I also think that a smack on the back of the legs is better than a child walking in front of a car or putting his finger in a socket or near a fire or cooker.

Children know what is meant for their own good as opposed to what benefits the adult only. Also, when they are older they can put adults' actions into context and take account of the motivation and judge accordingly.

Thus, I don't think the odd smack does any real harm. Sometimes an irrational and out of control child needs a 'full stop'.

Having said that, the current 'wisdom' is that smacking is completely unacceptable so I wouldn't dream of doing it under any circumstances. The issue of smacking has gone into the drawer of issues on which I hold a contrary opinion to the majority but on which I am too cowardly to defend my corner.

Lilyflower Mon 22-Aug-16 10:09:21

Just an additional story on this topic...

I once taught with a woman who often publicly stated that smacking was 'NEVER' justified. She was vociferous and preachy about it.

This same woman used a variety of disciplinary tactics to keep perfect order in her class (ranging from personal detentions, to shrieking to relentless wearing down - and I once saw a child flying across a corridor from her as if pushed though I never actually saw her push him as she was out of my sightline). More than once a child had to be removed from her class as they were so terrified of her. I 'took over' a child who had nightmares after she turned her attention to him.

I think we need to remember how very far some children can go in being 'naughty' and to consider the effects of the alternatives which are necessary to contain the indiscipline and the child if we ban the odd, small smack. I have no doubt a small smack would be long forgotten after some of the psychologically intimidating tactics used to replace it were still wreaking havoc on a child's peace of mind.

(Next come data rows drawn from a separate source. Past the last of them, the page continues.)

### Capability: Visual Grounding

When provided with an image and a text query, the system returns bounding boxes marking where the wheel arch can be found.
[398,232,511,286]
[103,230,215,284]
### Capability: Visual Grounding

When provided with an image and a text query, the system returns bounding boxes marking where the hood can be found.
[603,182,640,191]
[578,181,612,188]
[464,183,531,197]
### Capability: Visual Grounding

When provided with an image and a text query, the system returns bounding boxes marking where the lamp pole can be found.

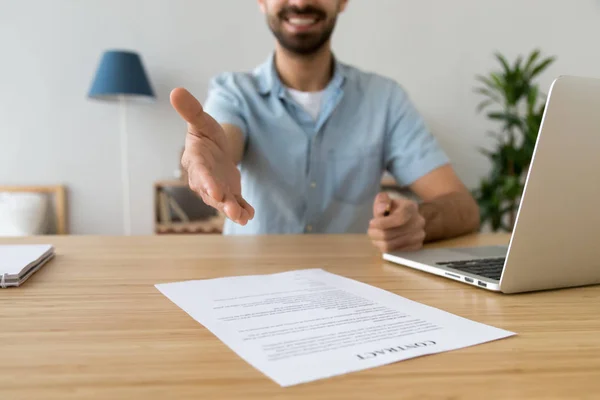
[119,94,132,236]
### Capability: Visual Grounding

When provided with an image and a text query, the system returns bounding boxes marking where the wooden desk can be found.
[1,234,599,399]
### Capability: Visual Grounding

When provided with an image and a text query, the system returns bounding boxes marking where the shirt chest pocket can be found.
[328,145,382,205]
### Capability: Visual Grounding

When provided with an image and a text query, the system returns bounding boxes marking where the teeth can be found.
[288,18,316,26]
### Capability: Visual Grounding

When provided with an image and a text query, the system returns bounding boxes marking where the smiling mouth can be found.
[283,15,323,27]
[287,17,318,26]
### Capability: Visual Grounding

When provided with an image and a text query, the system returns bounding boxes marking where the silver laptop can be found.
[384,75,600,294]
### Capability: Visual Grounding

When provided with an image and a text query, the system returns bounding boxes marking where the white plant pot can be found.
[0,193,48,236]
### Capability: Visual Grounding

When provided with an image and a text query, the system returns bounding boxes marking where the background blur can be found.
[1,0,598,235]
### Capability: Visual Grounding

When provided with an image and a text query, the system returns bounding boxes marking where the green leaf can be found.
[491,218,503,232]
[502,175,521,199]
[485,130,504,142]
[495,52,511,74]
[513,55,523,72]
[487,111,523,128]
[478,147,498,160]
[524,49,541,75]
[476,99,495,113]
[474,87,502,102]
[529,56,556,79]
[500,204,518,215]
[527,85,539,113]
[490,72,504,89]
[476,74,500,91]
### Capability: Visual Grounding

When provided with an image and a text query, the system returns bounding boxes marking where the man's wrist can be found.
[418,192,480,243]
[418,201,442,242]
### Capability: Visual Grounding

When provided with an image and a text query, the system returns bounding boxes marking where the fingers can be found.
[372,233,425,253]
[197,187,250,225]
[373,192,392,216]
[367,214,424,241]
[170,88,226,144]
[368,196,426,252]
[170,88,205,128]
[222,192,251,225]
[187,163,253,225]
[236,195,256,220]
[370,198,418,230]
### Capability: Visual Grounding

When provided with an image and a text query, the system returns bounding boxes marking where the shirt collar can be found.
[256,52,346,96]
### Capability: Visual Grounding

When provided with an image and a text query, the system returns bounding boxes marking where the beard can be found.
[266,5,338,56]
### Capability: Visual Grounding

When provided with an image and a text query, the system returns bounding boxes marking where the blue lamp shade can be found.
[88,50,155,101]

Lisalou Mon 22-Aug-16 14:54:22

Just to add another detail into the mix, i never thought distraction tactics were wise. If a child is doing something wrong, they should know it is wrong and that it is unacceptable. How does anyone learn that no is no? If you just distract them from it by showing them an alternative, there is no reason they wont just go back and do it again.

SueDonim Mon 22-Aug-16 16:56:20

If a child is trying to stick something into a socket, for eg, you first remove them from danger and then explain why. After that, you distract them by offering something more interesting to do.

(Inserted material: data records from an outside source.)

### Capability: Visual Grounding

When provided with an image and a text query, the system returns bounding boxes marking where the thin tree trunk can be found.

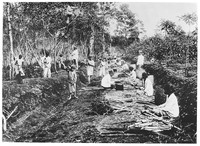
[185,27,191,77]
[89,25,95,58]
[102,32,105,53]
[54,38,58,73]
[185,46,189,76]
[7,3,14,80]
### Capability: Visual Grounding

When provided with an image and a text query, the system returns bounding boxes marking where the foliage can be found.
[111,4,144,50]
[123,18,197,69]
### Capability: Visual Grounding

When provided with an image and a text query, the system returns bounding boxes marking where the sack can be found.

My son and his wife seem to able to manage their very inquisitive 2yo without resorting to smacking by using this method.

jinglbellsfrocks Mon 22-Aug-16 16:59:47

I think the naughty step is more cruel than a slap on the wrist. Five minutes there must seem a lonely eternity to a small child. A slap is soon forgotten. (But hopefully not the misdeed)

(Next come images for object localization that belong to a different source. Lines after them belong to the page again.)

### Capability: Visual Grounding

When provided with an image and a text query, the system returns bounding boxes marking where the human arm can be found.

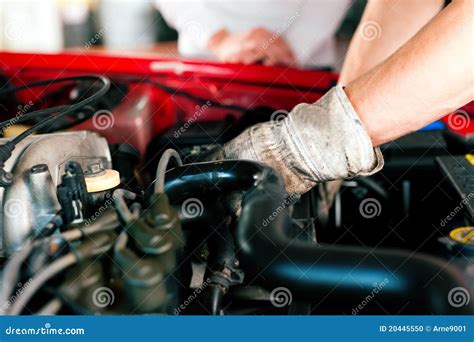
[339,0,444,85]
[346,0,474,145]
[216,0,473,194]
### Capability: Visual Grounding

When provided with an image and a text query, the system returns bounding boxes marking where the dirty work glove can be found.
[210,85,384,196]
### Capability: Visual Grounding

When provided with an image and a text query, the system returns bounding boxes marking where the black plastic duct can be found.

Elegran Mon 22-Aug-16 17:38:15

Consistency and not getting too worked up helps to get the message through that something is not allowed. Not always possible easy when you are tired, but to be aimed for.

If you say that a certain punishment will follow if the "sin" is repeated, then you must go through with it, just as you must go through with it if you say that a treat will follow some good behaviour. Don't say you will do something unless you are prepared to carry it out. We have all heard parents threaten all sorts of retribution that never happens. I even heard "I'll bloody kill you!" once - well there is no way THAT is going to happen (or is there?sad)

I have also heard "If you do that again, Mummy won't love you any more." What?!?!?! First, it is about the worst threat she could make, and the fear of it happening could damage a child's close relationships for life. Second, it isn't even true, Mummy might be very cross and won't like the child very much for a while, but she can't switch off love just like that.

The other ploy is to look out for the first good thing that the child does after getting a row for something, and be sure to give them due praise for it (and of course for any other good things). When they have been little so-and-sos you often feel in a bad mood with them for some time afterwards, and don't always notice that they are in fact quite nice most of the time. A child who feels good about him/herself is more likely to behave well than one who feels that they are always in trouble so they might as well be hung for a sheep as a lamb.